Michael Taussig’s Delightful Anthropological Postcards

A collection of postcards from the renowned anthropologist’s first fully illustrated picture book, “Postcards for Mia."
By: Michael Taussig

A full moon after a wasp attack, poppies from a train, panning for gold in the River Cesecito, a bountiful pumpkin harvest…. “Postcards for Mia,” from which the following images are excerpted, is a joyful collection of hand-drawn and -painted postcards sent by renowned anthropologist Michael Taussig to his granddaughter Mia during his various anthropological trips.

Taussig is known for his visionary explorations of color, magic, and myth, founded upon over 40 years of experience with communities in Colombia and Venezuela as well as research visits to Palestine, Kurdish Syria, Kabul, Alice Springs, Sydney, Venice, and Paris. “Postcards for Mia” provides a remarkably personal insight into Taussig’s unique way of seeing and responding to the world, and explores the overlapping realms of adult and child imagination.

These postcards are excerpted from Michael Taussig’s book “Postcards for Mia” (Strange Attractor Press)

“Something that especially intrigued me in connection with the postcards is what I call the adult’s imagination of the child’s imagination or AICI,” writes Taussig in the book’s epilogue. “Instead of seeing the adult’s imagination and the child’s as separate, my interest is where they overlap, especially when this is not recognized.
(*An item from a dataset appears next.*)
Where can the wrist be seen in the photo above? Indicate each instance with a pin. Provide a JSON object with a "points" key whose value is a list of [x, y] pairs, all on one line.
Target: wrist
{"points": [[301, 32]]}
In other words, the adult assumes important things about the child’s imagination but does not take into consideration that the child’s imagination already imagines the adult’s imagination. One feeds into the other. The two imaginations are co-dependent. They constitute one another. And they do so without conscious recognition of what’s going on. It is like a shared secret and this is what is going on in these postcards.”
-The Editors


Underneath Paris are the bones of dead people from long ago. The monks arranged them in patterns.


Puerto Tejada, Colombia
Every year I go to Colombia. Sometimes I stay in a small town with my friend Olivia who at night watches the news on an old TV. During the day she makes clothes on her Singer sewing machine.


A wild boar came racing through the forest in the French countryside.


Here is a Kogi house in another mountain. The houses are round. The roof is thatch. Women sleep in one house. Men in another. Children weave their own clothes.


At Easter I joined desert people for Memory Time.


I went with my friend Carolina to an old convent with 180 rooms. Now people go there to draw and talk. One day I thought I saw an angel fly past. Maybe it was a bird.


Michael Taussig is a writer and an anthropologist. He is the author of numerous books, including “The Magic of the State,” “I Swear I Saw This,” “Mastery of Non-Mastery in the Age of Meltdown,” and “Postcards for Mia,” from which this article is excerpted.